Le mieux payé des
polytechniciens français se prenait pour Zidane ou Depardieu. Il
prétendait qu'il les valait bien. Son salaire d'une quinzaine de
millions d'euros était pourtant très en deçà des cachets de stars
et n'incluait aucune prime de risque. À tort, il pensait pouvoir se fier à son puissant conseil d'administration et ses fidèles
comités de directions. C'était sans compter sur l'ingratitude et la
perfidie des dirigeants de Nissan, filiale japonaise de Renault qu'il
avait jadis sauvée de la faillite. Le premier des
patrons français risque 15 ans de prison au Japon pour des
peccadilles qui ne lui vaudraient
en France pas même une contravention.
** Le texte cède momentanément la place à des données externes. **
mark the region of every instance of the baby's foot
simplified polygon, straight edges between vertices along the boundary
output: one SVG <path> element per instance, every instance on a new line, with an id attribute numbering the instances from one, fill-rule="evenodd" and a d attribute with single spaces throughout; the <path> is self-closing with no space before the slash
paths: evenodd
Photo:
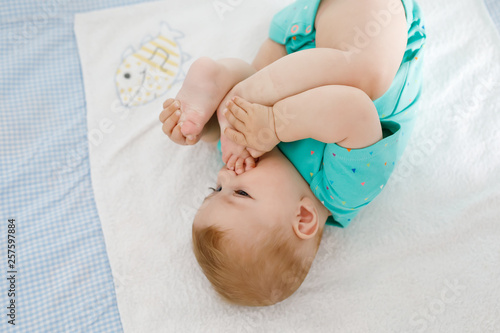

Il clame son innocence. Nul ne
l'entend. Les gaulois en gilets jaunes ou costumes gris qui copinent
avec Bernard Tapie l'accablent : « C'est un profiteur,
un saigneur de prolos. Qu'il reste au cachot ! »
Mais à Davos, les
Pdg premium méditent sur les risques nouveaux que la jurisprudence Ghosn
fait désormais peser sur leur sécurité. Le droit pénal des
affaires soudainement globalisé va restreindre leur liberté de
voyager et leur imposer des mesures de protection inédites.
Renault de
malheur
Louis Renault, le
génial fondateur du groupe éponyme aurait pu entrer au Panthéon,
il est mort à Fresnes déshonoré et ruiné. Quelques années plus
tard, Georges Bess tombait sous les balles d'un commando manipulé
qui pensait venger le militant ouvrier Pierre Overney. Carlos Ghosn
subit le sort, pour l'instant moins cruel, de cette lignée de
destins tragiques d'une entreprise qui porte la poisse. Ingrats ou envieux,
les 200 000 salariés en France et leur 300 000 collègues dispersés
dans le monde, paraissent savourer la vengeance d'avoir été
payés moins que lui.
Il faut reconnaître
que l'homme n'a jamais soigné son image de patron ténébreux ni son
look de patriarche levantin au menton levé. Pas du genre à
organiser des fêtes sur un yacht avec des politiciens et des
intermédiaires de haut vol ; il fuyait les médias, déclinait
les projecteurs de Drucker, Ruqier, Ardisson ; il vivait en
famille, entouré d'amis d'enfance, au Brésil, au Liban et en France.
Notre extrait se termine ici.